Choose a memoization key in `preprocessor(memoize=True)`

Is your feature request related to a problem? Please describe.

Currently, there is no way to decide the key to be memoized when using preprocessor(memoize=True). This leads to 2 issues :

memoization can not be done for unhashable classes (typically a group of pandas rows). We need to wrap or subclass it.
memoization key can not be specific to a preprocessing. Example : We are trying to evaluate the reliability of a paragraph in a blog post. We could evaluate the reliability of the paragraph and of the website. The preprocessing corresponding to those 2 tasks will share the same key for memoize, which is not ideal : a website can have a few thousand paragraphs so we will evaluate website reliability a lot more than necessary.

Describe the solution you'd like

Being able to parametrize it in the decorator.

@preprocessor(memoize=True, memoize_key=lambda p: p.base_website_url)
def add_website_reliability(paragraph):
    paragraph.website_reliability = evaluate_reliability(paragraph.base_website_url)
    return paragraph

Additional context

Current workaroud.

@mock.patch("snorkel.map.core.get_hashable", lambda p: p.base_website_url)
@preprocessor(memoize=True)
def add_website_reliability(paragraph):
    paragraph.website_reliability = evaluate_reliability(paragraph.base_website_url)
    return paragraph

Hi @Wirg, thanks for posting! Sounds like you have a really interesting use case here, would love to hear about it if you want to share some detail! The solution you proposed makes sense to me. I'd be happy to help out and review if you want to submit a PR. Looks like you'd need to make the change in get_hashable https://github.com/snorkel-team/snorkel/blob/dd240003857ee4e95fa49599d708c5ba878b3939/snorkel/map/core.py#L41 and then make the keyword argument accessible up the stack.

Hi @henryre and thank you for the answer,

I would have considered using a memoize_key like argument with None defaulting to the current get_hashable.
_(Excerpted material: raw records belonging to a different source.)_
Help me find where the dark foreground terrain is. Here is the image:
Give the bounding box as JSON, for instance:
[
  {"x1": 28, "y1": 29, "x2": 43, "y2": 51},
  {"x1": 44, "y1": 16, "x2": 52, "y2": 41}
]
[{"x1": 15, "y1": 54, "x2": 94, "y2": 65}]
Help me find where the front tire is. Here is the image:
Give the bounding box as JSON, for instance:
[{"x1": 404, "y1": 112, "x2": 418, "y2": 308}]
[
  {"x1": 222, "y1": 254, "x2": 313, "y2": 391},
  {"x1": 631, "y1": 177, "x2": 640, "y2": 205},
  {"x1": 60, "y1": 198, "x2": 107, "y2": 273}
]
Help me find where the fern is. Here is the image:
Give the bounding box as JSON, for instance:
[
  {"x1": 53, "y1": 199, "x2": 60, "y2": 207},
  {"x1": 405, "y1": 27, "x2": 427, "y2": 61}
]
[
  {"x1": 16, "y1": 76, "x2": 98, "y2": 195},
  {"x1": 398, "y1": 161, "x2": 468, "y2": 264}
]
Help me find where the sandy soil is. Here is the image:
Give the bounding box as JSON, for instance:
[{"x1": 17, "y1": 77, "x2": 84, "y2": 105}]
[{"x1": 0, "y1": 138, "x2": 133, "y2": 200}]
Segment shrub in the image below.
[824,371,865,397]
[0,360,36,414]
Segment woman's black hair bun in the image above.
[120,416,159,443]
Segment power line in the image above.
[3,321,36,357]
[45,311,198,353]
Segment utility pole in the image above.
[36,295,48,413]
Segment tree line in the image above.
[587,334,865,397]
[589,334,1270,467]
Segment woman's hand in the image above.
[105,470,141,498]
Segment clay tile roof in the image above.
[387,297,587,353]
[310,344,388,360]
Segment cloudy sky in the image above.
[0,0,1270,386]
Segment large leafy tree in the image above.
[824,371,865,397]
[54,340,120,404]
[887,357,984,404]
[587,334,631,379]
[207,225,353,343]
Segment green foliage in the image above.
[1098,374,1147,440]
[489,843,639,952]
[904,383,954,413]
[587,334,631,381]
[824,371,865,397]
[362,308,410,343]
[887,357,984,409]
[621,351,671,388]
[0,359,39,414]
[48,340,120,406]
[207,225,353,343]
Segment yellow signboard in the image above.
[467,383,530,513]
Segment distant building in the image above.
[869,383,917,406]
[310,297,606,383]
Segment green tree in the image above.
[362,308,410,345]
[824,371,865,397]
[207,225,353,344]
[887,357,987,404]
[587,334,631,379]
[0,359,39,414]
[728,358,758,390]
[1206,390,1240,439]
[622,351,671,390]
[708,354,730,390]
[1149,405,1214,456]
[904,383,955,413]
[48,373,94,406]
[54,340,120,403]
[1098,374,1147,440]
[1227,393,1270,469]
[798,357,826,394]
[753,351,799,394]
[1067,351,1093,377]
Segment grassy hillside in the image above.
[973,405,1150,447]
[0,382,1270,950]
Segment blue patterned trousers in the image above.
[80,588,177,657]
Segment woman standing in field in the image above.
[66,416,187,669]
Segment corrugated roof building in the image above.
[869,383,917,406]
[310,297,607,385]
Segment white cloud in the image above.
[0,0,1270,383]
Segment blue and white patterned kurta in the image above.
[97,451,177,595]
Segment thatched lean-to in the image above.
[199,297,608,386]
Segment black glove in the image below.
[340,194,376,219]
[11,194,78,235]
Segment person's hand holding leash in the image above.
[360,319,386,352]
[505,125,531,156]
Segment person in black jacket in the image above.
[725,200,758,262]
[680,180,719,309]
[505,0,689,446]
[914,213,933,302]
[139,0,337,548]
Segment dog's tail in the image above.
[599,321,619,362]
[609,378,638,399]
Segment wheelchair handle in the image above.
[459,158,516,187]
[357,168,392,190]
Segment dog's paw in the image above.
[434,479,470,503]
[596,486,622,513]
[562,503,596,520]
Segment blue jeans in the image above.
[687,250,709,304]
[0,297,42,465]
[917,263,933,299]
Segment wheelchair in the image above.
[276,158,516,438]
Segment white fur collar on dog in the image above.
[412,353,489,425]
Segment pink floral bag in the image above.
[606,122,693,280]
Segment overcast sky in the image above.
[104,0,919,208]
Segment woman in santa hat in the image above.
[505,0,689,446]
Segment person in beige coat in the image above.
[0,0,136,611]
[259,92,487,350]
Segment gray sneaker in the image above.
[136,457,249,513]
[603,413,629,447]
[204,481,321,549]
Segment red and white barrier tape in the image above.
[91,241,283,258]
Namely, something like :

class BaseMapper:
    def __init__(self, name: str, pre: List["BaseMapper"], memoize: bool, memoize_key: Callable=None) -> None:
        if memoize_key is None:
                memoize_key = get_hashable
        self.name = name
        self._pre = pre
        self.memoize = memoize
        self._memoize_key = memoize_key 
        self.reset_cache()

    def __call__(self, x: DataPoint) -> Optional[DataPoint]:
        if self.memoize:
            x_hashable = self._memoize_key(x)
            if x_hashable in self._cache:
                return self._cache[x_hashable]
       ...

What would you think about this ?

Concerning the use case, it's not the one I am currently working on but I thought this one would be simpler to explain.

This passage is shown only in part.